On 1 September 1934, the body of an unidentified woman was found on the side of a road outside of Albury, NSW, dressed only in silk pyjamas. Because of the brutality of the crime, the young age of the victim, and the unusual clothing she was wearing when found, her case captured the imagination of the Australian public.
The newsreel uses reconstruction, re-enactment and voice-over narration to sensationally dramatise the events surrounding the Pyjama Girl’s disappearance.
Curator’s notes
Between 1934 and 1944, the Pyjama Girl mystery was one of the most baffling unsolved murder cases in Australian criminal history. This Australia Today newsreel special reconstructs the events surrounding the 1938 Coronial Inquest into the Pyjama Girl’s murder, and the emergence of fresh evidence found a year later.

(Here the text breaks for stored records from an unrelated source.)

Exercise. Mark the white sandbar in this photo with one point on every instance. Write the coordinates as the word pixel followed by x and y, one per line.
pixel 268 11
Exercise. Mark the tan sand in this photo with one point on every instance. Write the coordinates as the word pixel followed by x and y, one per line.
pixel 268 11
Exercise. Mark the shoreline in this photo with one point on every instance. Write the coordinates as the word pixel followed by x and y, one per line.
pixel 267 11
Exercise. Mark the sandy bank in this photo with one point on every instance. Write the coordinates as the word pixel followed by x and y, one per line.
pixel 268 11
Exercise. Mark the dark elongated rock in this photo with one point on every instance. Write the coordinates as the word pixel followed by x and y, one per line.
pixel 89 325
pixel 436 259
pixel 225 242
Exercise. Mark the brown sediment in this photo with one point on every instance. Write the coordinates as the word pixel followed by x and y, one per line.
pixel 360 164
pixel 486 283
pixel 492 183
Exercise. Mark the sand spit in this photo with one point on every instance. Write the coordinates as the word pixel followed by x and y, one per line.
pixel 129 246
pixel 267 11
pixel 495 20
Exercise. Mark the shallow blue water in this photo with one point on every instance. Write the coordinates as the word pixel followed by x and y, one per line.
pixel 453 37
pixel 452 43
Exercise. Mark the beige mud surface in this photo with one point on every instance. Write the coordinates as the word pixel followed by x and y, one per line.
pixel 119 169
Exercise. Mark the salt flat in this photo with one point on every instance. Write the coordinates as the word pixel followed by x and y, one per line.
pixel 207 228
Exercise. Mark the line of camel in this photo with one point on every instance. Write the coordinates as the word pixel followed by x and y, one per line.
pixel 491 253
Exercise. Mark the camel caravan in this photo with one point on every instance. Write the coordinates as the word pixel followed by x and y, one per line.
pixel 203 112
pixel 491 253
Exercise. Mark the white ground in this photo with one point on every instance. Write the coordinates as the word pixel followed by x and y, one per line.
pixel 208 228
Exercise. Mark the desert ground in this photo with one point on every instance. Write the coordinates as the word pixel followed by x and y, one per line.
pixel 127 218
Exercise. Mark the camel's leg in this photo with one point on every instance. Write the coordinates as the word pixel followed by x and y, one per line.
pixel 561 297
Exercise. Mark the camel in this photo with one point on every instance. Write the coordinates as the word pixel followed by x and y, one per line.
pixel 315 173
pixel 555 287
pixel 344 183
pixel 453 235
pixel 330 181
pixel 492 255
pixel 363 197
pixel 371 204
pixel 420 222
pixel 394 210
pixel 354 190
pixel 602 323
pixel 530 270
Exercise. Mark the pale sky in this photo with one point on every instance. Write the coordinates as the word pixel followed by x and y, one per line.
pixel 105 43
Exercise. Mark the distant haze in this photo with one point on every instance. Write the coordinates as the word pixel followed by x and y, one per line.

The newsreel makes use of re-enactments, reconstruction and voice-over narration and puts it together as a crime thriller. At the time, it was unusual for newsreels to use this format, although reconstructed true crime is now the staple of contemporary television programs like Australia’s Most Wanted and most commercial current affairs. The blurring of fact and fiction within the narrative makes it difficult to sort out myth from reality. According to Richard Evans, who wrote a book about the Pyjama Girl mystery in 2004, Kathner’s film did much to enshrine the case into urban folklore.
Australia Today was set up in the late 1930s by Kathner as an alternative news source to established newsreels Cinesound and Movietone. In various issues it addressed crime, poverty and contemporary social problems in Depression-era Australia. The Pyjama Girl newsreel originally screened in August 1939 at the Capitol Theatre in Sydney. It was screened again briefly in 1944 at the time of the inquest into the murder of Linda Agostini (finally identified as the Pyjama Girl) until the Coroner ordered it to be pulled (Evans, 2004).
Rupert Kathner made several films for his Australia Today newsreel with his filmmaking partner, Alma Brooks, through their production company Enterprise Film Co, including the feature films Wings of Destiny (1940) and The Glenrowan Affair (1951).